The same colour? Can’t they come up with a more sciencey explanation? Detailed spectral analysis suggests the asteroid is rich in pyroxene and iron – “almost a dead-ringer for parts of the moon where there is exposed bedrock”, according to Galin Borisov, an astrochemist at the AOP.

Thank you. How could we have missed this? What else is lurking at the back of Mars? Actually, it was discovered in 1998. It is one of the Trojans orbiting with Mars.

Trojans? Celestial objects clustered around “Lagrange points”, which is to say it is suspended in equilibrium between the gravitational fields of Mars and the sun.

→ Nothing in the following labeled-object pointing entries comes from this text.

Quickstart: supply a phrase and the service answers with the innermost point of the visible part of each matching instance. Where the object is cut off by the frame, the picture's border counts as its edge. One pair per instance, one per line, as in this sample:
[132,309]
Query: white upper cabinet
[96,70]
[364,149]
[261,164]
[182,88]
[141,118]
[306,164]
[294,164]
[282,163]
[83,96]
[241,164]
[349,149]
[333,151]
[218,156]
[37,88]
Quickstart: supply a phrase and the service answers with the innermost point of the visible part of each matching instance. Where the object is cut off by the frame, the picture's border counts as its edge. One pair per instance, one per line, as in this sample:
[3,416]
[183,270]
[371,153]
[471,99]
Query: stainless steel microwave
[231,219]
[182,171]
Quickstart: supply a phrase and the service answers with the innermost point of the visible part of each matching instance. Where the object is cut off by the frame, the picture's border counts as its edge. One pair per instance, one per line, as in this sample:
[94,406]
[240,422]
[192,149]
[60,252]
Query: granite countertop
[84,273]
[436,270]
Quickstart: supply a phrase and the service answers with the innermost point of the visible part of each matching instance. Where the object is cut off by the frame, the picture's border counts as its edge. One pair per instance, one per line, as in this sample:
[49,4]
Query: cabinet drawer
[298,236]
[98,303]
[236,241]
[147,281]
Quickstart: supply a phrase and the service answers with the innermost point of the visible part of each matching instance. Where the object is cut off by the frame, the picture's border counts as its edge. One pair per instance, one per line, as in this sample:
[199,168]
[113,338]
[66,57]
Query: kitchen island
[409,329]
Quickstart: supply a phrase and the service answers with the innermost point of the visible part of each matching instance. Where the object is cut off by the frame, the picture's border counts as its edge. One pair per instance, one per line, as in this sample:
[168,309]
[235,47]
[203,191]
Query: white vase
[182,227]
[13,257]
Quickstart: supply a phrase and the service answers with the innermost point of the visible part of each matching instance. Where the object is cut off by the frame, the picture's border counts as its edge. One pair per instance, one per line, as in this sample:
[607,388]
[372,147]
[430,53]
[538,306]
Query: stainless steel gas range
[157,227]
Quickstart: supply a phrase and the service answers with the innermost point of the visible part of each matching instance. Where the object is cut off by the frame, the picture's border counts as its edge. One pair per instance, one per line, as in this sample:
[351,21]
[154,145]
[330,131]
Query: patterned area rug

And there are more of these Trojans? Yes, but the others seem to be related to one another. This one is different.

It is our long-lost second moon! More accurately, it is possibly a small chunk of our moon that broke off and got caught up in the Martian orbit.

Who cares? We want it back! Where are you going to put it?

We’ll stick it back on the moon! That might be difficult.

And we want a better name for it than (101429) 1998 VF31. What do you suggest?

Moon 2. That’s not very good.

Chip Off the Old Moon. Nor is that.

Fine, we can sort out the naming later, once we have towed it back here. Actually, it is possible – and maybe even more likely – that this particular Trojan is a fragment of Mars itself.

Now you tell me. Sorry.

Do say: “It’s a lifeless chunk of toxic red dirt in the middle of nowhere. Let’s give it six electoral college votes.”

Don’t say: “And the winner is: Moony McMoonface.”